I have lived in the Princeton NJ area for over six years now and never actually toured the historic sites. Well now I am less than two weeks away from moving to North Carolina and am in a way, cramming the local site seeing that I should have taken the time to do long ago.  

So yesterday my family did a three hour tour and saw all the major sites with a guide. It was very worthwhile. The only part that was not covered very well was the theological seminary. We passed it and the guide said some general comments, but nothing too detailed. I asked him if he knew where Benjamin Warfield and Charles Hodge lived, but he did not know. So I think we may return and spend more time just at the seminary.

I did find Jonathan and Sara Edwards resting place as well as Charles Hodge, Grover Cleveland, and many other famous Princetonians.

I want to go back and see BB Warfield´s resting place as well as Alexander Hall and Hodge Hall.

*If anyone can think of some historic places relating to the seminary and historic Presbyterianism, please share.*


----------



## jaybird0827 (Sep 4, 2006)

Old Tennant Presbyterian; Tennant, NJ, not far from where you are.
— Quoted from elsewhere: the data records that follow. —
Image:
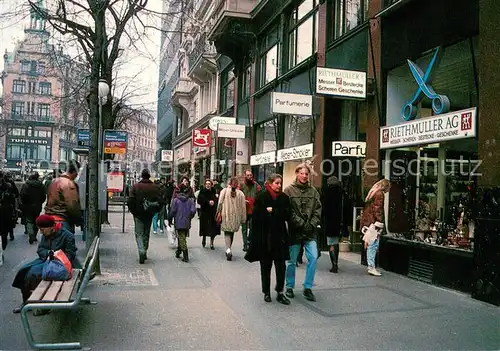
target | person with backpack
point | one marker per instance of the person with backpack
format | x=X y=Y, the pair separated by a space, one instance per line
x=145 y=200
x=181 y=213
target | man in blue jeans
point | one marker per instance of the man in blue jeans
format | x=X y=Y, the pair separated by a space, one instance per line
x=305 y=216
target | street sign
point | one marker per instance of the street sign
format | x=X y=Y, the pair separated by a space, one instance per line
x=83 y=138
x=115 y=142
First Federated Presbyterian, 33rd and Avenue C; Bayonne, NJ is a national historic landmark. It was originally the site of an old Dutch Reformed Congregation that had been founded in colonial times. It was First Reformed Church until 1952. My parents were communicant members of First Reformed and I was baptised as an infant there.


----------



## VirginiaHuguenot (Sep 4, 2006)

This may be redundant but there was some discussion of the Princeton Seminary/cemetery here and of Archibald Alexander here.


----------



## ChristopherPaul (Sep 4, 2006)

> _Originally posted by jaybird0827_
> Old Tennant Presbyterian; Tennant, NJ, not far from where you are.
> 
> First Federated Presbyterian, 33rd and Avenue C; Bayonne, NJ is a national historic landmark. It was originally the site of an old Dutch Reformed Congregation that had been founded in colonial times. It was First Reformed Church until 1952. My parents were communicant members of First Reformed and I was baptised as an infant there.
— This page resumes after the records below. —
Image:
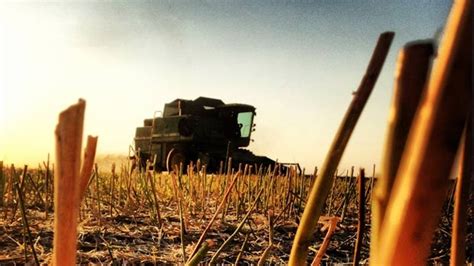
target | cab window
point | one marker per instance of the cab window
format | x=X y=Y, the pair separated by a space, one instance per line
x=244 y=121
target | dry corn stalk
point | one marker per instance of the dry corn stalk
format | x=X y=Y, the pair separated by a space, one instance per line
x=66 y=183
x=411 y=73
x=322 y=185
x=422 y=179
x=331 y=224
x=458 y=240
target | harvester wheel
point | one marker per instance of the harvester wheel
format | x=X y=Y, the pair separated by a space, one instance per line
x=175 y=157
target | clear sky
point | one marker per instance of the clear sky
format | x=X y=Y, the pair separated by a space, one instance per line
x=297 y=62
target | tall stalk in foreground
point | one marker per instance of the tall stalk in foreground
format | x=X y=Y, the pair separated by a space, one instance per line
x=422 y=180
x=66 y=184
x=322 y=185
x=413 y=66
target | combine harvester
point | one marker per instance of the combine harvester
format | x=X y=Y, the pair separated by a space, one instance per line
x=206 y=129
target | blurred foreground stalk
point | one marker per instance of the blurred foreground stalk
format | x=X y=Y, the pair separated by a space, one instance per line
x=323 y=183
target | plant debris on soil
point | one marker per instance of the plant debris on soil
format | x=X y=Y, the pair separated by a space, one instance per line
x=120 y=226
I appreciate the information.

I am primarily concerned with Princeton and the seminary. But it is interesting to know about other sites not too far away.


----------



## ChristopherPaul (Sep 4, 2006)

> _Originally posted by VirginiaHuguenot_
> This may be redundant but there was some discussion of the Princeton Seminary/cemetery here and of Archibald Alexander here.
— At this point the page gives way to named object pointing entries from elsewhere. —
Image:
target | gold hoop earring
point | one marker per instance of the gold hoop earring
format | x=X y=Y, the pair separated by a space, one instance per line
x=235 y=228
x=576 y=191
I witnessed the sites mentioned in the first thread. Aaron Burr is buried next to Jonathan Edwards in the Presidential lot. Very interesting cemetery.

[Edited on 9-4-2006 by ChristopherPaul]


----------



## Pilgrim (Sep 4, 2006)

This site may be of interest, but I'm thinking these sites are probably some of those you spoke of visiting earlier.


----------



## VirginiaHuguenot (Sep 27, 2006)

Princeton Cemetery


----------